El elegante Ham —elegante a pesar de las aventuras corridas horas antes— sacudió el bastón de estoque entre sus manos. Él era el que habíase acercado con sigilo al centinela, hiriéndole.

—¡El tipo ése estaba espiando el buque de guerra! —susurró, en voz baja, Monk.

—El hecho de que estos bandidos estuvieran vigilando ese buque de guerra, indica que hay algo a bordo que les interesa —dijo Renny.

—Yo voy a subir a bordo —repuso Monk a su vez.

—¡Espera! Iremos todos…

—¡No, hombre, no! Quizá haya más espías por aquí cerca vigilando el barco. Vosotros quedaos aquí, y si descubrís a alguien procurad ponerlo en fuga.

Antes de que pudiera pronunciarse una palabra más, Monk dio un salto y se lanzó hacia adelante.

Su rostro de simio parecía encuadrar perfectamente en esta clase de ejercicios y aventuras.

Daba un brinco, se inclinaba hacia adelante, manteniendo el equilibrio con ayuda de sus brazos extendidos, y luego continuaba saltando sobre todo lo que flotaba sobre las aguas.

Llegó al fin junto al casco del buque de guerra, pero se quedó desconcertado, no descubriendo por ninguna parte maroma ni escala para subir.

Monk no llevaba encima una cuerda de seda y un gancho, como Doc Savage.

Empezó a moverse alrededor del casco, esperando descubrir algún sitio por donde abordar la nave; pero dio por completo la vuelta al buque sin haber logrado descubrir escala ni nada parecido.

De pronto, al pasar por un sitio por donde, ya había pasado antes, descubrió una maroma de palma que colgaba.

Muy a regañadientes tuvo que admitir que quizá no se había fijado antes en ella. Porque, en realidad, Monk no podía averiguar si la maroma había sido dejada caer desde arriba, para invitarle a que subiera.

Monk se acercó, cogió el extremo de la maroma y tiró de ella. Al cerciorarse de que estaba sólidamente atada arriba, empezó a trepar.

Pero al llegar junto a la borda se encontró con un verdadero comité que había salido a recibirle.

Un nudo hecho de alambre se enroscó al peludo cuello de Monk, que lanzó un rugido de alarma y de sorpresa.

Otro alambre se enroscó en su mano izquierda; otro, en fin, le sujetó por el tobillo del pie que acababa de echar por encima de la borda.

Y Monk volvió a rugir, furioso. Una mujer joven surgió, de pronto, de una escotilla inmediata, llevando en la mano una linterna de gasolina. Y levantó ésta en alto para alumbrar la escena de la captura.

Monk se dio entonces cuenta de que sus captores eran mujeres.

Sobre todo le llamó la atención la que parecía ser la reina, una reina rubia y muy bella. ¡Era poco menos que un sueño hecho carne!

En cualquier sitio aquella mujer habría causado sensación; pero al verla allí quitó el aliento a Monk por unos instantes.
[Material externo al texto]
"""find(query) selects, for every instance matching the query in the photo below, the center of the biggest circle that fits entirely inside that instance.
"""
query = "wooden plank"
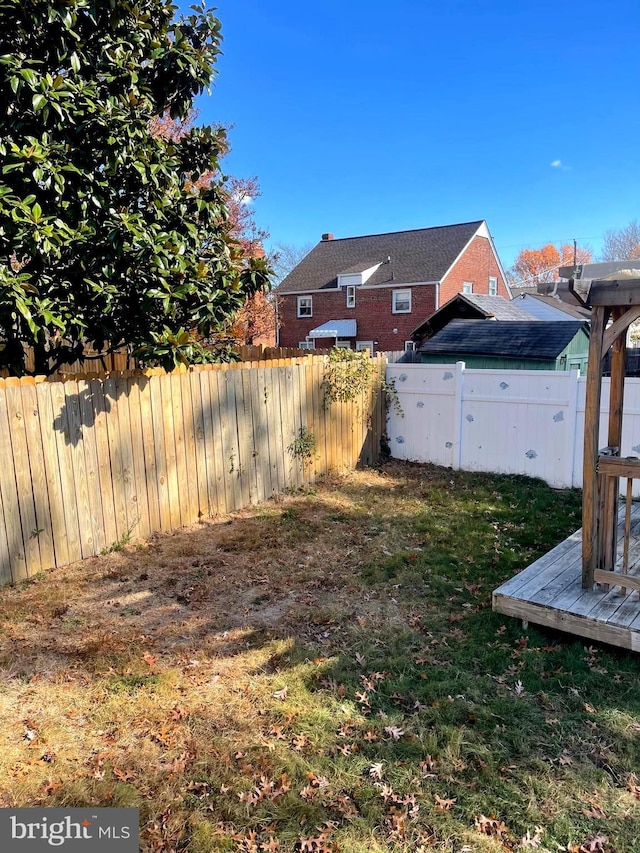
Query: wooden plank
(92, 464)
(144, 528)
(617, 330)
(615, 467)
(170, 451)
(560, 621)
(245, 436)
(235, 469)
(160, 453)
(62, 429)
(126, 457)
(259, 444)
(5, 551)
(624, 292)
(308, 417)
(16, 567)
(288, 425)
(24, 485)
(52, 473)
(297, 469)
(227, 405)
(101, 411)
(181, 427)
(614, 439)
(272, 414)
(209, 440)
(630, 581)
(149, 453)
(190, 446)
(218, 389)
(35, 451)
(199, 450)
(115, 453)
(591, 440)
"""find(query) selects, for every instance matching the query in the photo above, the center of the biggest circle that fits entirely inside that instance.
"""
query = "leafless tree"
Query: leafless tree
(622, 244)
(285, 256)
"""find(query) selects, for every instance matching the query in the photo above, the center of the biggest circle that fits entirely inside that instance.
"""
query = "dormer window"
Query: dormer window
(357, 274)
(351, 296)
(401, 301)
(305, 306)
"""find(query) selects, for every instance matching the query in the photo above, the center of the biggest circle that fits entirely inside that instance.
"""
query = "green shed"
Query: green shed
(515, 344)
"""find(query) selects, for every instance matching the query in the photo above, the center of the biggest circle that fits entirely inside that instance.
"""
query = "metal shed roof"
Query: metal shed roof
(543, 339)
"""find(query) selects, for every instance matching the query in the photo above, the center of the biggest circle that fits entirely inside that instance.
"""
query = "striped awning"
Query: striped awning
(335, 329)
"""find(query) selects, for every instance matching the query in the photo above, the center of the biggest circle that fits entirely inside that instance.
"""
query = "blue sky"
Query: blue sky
(364, 117)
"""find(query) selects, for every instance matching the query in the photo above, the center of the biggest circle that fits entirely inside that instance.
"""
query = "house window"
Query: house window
(305, 306)
(401, 301)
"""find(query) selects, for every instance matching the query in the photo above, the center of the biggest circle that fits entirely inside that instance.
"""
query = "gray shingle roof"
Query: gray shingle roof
(475, 306)
(518, 339)
(416, 256)
(496, 306)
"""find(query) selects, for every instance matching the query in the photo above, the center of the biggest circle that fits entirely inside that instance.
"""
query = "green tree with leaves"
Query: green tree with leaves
(108, 235)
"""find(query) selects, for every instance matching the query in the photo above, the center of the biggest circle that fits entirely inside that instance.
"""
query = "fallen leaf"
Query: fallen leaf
(375, 771)
(123, 775)
(444, 805)
(394, 732)
(531, 840)
(490, 826)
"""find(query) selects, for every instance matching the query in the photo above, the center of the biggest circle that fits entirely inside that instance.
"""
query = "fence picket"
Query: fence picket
(90, 460)
(16, 569)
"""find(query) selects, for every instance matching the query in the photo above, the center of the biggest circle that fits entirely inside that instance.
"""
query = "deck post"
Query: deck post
(616, 403)
(590, 496)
Otro alambre más vino a enroscarse alrededor del peludo cuerpo de Monk.

Éste reaccionó al fin.

No podía tener idea de sí aquellas mujeres eran enemigas o amigas suyas.

Claro está que las prefería amigas. Pero su actitud no parecía confirmar esto, ni mucho menos.

Monk, haciendo un gran esfuerzo, retrocedió, saltando de nuevo la borda.

Su peso era demasiado excesivo para las mujeres, que soltaron al fin los alambres.

Monk cayó al agua con un golpe sordo, quedando envuelto en sargazos, en algas y entre un extraño pez alargado, como una anguila.

Al fin logró desembarazarse de tanto obstáculo y verse nuevamente libre.